Not every run closes out with flawless results. Years ago, crystal size drift on a key order caused haze in a partner’s transparent gel, prompting urgent root-cause work and reformulation. Another cycle brought color fault from unfiltered trace ions in our isolation step. Teamwide reviews and operator feedback drove practical fixes—from in-line sieving to tighter pH monitoring on final washes.
Some learnings haven’t been glamorous, but they stick with us. One batch, exposed too long during a holiday, hardened despite all best intentions—forcing a costly rework and direct discussion with the affected brand. We now build redundancy into staff scheduling and process controls especially during high-absence periods. Real waste logs, monthly operator roundtables, and cross-plant support lines now feed directly back into continuous improvement, because every loss in the process is a lesson for the next run and a promise for the next delivery.

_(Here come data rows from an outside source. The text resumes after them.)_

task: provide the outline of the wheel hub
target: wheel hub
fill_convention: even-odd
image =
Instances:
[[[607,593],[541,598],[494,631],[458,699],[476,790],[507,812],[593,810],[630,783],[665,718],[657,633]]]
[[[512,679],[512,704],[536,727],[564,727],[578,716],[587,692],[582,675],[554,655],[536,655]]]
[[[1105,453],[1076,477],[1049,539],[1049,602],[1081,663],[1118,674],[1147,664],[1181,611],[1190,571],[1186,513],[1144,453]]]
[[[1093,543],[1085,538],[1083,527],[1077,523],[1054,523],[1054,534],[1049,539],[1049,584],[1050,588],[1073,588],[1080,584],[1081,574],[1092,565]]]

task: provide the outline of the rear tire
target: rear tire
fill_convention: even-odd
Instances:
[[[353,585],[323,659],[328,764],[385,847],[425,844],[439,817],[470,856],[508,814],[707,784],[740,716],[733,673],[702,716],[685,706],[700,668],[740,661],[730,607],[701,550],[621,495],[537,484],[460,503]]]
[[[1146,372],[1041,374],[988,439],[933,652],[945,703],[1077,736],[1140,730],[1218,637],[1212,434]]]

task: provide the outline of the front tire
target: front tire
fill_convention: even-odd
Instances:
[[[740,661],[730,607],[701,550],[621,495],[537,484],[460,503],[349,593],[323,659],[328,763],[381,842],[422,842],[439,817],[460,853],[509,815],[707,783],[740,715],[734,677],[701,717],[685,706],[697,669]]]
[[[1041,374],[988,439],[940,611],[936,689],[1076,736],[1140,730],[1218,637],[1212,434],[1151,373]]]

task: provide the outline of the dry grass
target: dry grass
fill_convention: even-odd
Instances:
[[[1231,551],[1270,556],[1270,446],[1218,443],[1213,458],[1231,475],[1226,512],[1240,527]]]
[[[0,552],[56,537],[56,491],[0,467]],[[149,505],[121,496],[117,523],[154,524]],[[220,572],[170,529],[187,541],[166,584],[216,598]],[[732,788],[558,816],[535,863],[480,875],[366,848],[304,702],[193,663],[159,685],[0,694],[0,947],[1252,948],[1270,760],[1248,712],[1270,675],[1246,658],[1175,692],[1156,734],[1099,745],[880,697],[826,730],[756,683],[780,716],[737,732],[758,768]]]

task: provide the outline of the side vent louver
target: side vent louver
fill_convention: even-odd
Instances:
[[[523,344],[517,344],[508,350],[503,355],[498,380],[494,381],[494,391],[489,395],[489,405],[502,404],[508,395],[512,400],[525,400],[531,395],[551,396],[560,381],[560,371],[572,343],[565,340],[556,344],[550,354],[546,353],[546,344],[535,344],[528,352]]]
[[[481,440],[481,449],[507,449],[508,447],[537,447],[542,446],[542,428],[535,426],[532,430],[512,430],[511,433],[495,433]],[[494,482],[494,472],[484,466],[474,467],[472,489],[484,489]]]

We see active listening as a competitive edge. Calls with formulators, feedback from raw material scouts, and open-door labs for new partners shape not only how we make Phenylethyl Resorcinol, but how we improve between cycles. Each technical success or setback gets memorialized in our plant logs, teaching new recruits the stories and reasoning behind every SOP tweak.
More than a label on a drum, this ingredient encapsulates decades of shared knowledge and direct troubleshooting. Every improvement—whether through analytical upgrades, packaging tweaks, or upstream contract interventions—answers not to a static market definition but to the evolving needs of the world’s cosmetic innovators and end-users.
In this industry, quality doesn’t flow from paperwork alone. Our daily practices, hands-on adjustments, and lessons learned alongside customers drive us to keep pushing standards higher than yesterday’s. The best results don’t come by chance, but by lived commitment in every step from raw input to the final dose in a consumer’s skin-brightening routine.